Chronic cough, crusty eyes, and a bad cold can all be because of excessive mucus in the body. Here’s a lowdown on everything you need to know about mucus and the foods that produce mucus.
Table of Contents
What is mucus?
Mucus is not limited to the dirty ‘nosey’ that flows out when you have a cold. Also known as phlegm, mucus is produced by different cells in our body and organs like the nose, intestines and other places. It is rich in glycoproteins and water and is typically produced by cells found in the mucus glands. It also contains antiseptic enzymes such as lysozymes, immunoglobulins, inorganic salts and proteins such as lactoferrin.
Why do we have mucus?
Though you may typically look down on this dirty icky fluid, it has a very important function in our body. Mucus forms a thick fluid that coats organ membranes to protect them from infectious agents like fungi, bacteria and virus. Particularly, it protects the lungs by “trapping” foreign particles that enter during the normal breathing process. The mucus produced in the respiratory tract is specifically called ‘phlegm’.
The average human nose produces about a liter of mucus per day!
Excessive mucus can be produced because of a number of factors. During cold weather, the cilia that sweeps mucus away from the nostrils becomes sluggish or stops functioning resulting in a runny nose. It can be triggered by an allergy too. Your body triggers a bout of cough in order to help you expel the invading virus and rid your mucus from it.
Foods that cause excessive mucus
Some foods and drinks can trigger the production of excess mucus in the body. Dairy and wheat are considered to be the main culprit foods behind the act. Dairy products like milk, cheese and yogurt contain an element called Casein. Similarly, wheat contains gluten and gluten intolerance is fairly common in the developed parts of the world. Both gluten and casein require strong stomach acids for digestion.
For people, who can’t digest these properly during the digestion process, some big food particles remain in the body and begin to putrefy. To stop the putrefaction process and prevent infection, the body surges the production of mucus which then coats the food particle to stop the process. Many people have chronic illnesses due to this and strictly avoid wheat and dairy in their food.
Here’s what you need to stay away from if you have a mucus problem
- Dairy products: Milk, yogurt, cheese and the foods that contain these can trigger a mucus problem. Which means you’ll have to find a way to stay away from pizzas and pastas. (Tough one!)

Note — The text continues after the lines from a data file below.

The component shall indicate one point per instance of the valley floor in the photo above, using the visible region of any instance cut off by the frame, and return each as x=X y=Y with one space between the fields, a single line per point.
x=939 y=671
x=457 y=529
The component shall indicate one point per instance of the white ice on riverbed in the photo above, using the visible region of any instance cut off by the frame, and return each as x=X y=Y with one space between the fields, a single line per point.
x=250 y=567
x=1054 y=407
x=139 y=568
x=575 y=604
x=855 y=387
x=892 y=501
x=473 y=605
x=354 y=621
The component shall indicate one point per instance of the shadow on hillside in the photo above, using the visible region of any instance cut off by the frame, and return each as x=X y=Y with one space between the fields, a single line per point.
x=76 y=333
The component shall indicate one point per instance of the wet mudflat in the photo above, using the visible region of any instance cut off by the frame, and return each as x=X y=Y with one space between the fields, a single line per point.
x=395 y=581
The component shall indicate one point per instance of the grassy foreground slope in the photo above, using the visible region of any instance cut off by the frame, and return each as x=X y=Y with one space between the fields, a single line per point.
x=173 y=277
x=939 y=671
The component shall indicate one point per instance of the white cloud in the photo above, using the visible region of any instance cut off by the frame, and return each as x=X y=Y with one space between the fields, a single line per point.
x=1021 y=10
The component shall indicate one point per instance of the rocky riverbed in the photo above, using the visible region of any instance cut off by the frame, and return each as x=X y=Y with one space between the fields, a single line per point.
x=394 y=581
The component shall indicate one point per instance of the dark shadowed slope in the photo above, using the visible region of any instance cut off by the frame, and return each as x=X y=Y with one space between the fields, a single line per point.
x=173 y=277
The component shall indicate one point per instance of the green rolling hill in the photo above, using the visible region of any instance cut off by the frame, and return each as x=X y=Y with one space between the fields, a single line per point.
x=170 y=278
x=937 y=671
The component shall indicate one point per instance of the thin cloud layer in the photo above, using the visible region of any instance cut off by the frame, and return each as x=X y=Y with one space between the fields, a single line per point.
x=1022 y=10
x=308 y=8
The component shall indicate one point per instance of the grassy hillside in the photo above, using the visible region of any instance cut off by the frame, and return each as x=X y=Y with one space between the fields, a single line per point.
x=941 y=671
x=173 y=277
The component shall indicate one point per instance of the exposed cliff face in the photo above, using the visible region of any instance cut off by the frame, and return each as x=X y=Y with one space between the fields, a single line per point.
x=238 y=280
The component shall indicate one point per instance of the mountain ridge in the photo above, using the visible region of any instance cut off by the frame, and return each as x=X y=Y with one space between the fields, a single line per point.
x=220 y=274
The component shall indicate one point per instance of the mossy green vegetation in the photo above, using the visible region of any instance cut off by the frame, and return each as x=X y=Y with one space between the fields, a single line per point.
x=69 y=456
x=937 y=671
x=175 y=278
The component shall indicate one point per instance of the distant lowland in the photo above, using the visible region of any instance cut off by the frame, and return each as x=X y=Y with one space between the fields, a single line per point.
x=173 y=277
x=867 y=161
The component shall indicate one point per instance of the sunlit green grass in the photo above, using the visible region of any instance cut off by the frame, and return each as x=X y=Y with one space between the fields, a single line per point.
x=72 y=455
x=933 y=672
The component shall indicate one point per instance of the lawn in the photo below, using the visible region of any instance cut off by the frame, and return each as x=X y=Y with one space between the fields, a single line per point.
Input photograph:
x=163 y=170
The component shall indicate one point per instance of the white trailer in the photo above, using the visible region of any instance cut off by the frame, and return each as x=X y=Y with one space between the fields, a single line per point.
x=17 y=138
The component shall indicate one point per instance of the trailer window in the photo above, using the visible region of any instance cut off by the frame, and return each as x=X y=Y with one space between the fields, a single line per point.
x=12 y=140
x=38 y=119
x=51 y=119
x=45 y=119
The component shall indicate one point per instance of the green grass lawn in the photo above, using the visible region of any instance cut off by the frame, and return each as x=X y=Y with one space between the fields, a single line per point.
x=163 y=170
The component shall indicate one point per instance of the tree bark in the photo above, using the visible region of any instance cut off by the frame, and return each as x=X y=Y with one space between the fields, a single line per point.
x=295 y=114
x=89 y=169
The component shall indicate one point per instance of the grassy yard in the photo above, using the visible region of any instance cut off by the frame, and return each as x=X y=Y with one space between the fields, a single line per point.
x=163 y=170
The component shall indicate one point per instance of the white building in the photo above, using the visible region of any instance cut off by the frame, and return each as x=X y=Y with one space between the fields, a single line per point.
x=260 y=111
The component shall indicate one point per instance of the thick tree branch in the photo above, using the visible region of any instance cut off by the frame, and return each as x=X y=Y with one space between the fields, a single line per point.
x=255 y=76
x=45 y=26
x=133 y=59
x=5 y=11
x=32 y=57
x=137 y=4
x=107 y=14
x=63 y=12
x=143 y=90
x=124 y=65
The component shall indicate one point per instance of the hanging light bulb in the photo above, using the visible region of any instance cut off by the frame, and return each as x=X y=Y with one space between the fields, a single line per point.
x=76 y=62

- High-fat red meat and processed meat: These are foods that are not very easy to digest and hence, can trigger a mucus problem
- Wheat and wheat products: All products that contain gluten including rye and barley are out of your plate. Though manufacturers are now clearly warned to mention the presence of gluten in their processed foods, it is mostly in a blink and you miss format. You’ll need to read the extra fine print to be sure
- Alcohol: It can trigger sinus related problems. This differs from person to person and it is up to you to see how much your glass should hold
- Sugar: The culprit that is responsible for a number of diseases also triggers the problem area of mucus. Many times during a rough cold, we would love to relieve it with a cup of hot tea or coffee. But if these contain sugar, you may just end up worsening the problem in the long run.
- Caffeine: Speaking of coffee and tea, both have an additional mucus worsening agent – caffeine. While you may begin to feel nice and warm with a hot cup of coffee, it won’t really solve your mucus problem and instead aggravate it.
Fruits that trigger mucus
Banana: Doctors often tell mothers to avoid bananas if the child already has a running nose. Bananas aid in mucus formation creating a blocked or runny nose. The rule applies to the adults too.
Other fruits like mango and papaya can sometimes work to the body’s benefit by generating heat from the inside.
As such banana are considered highly nutritious but certain foods work to not suit the body under particular circumstances and weather conditions. It is best to keep a note of how your body reacts to the foods to know what you can eat and avoid.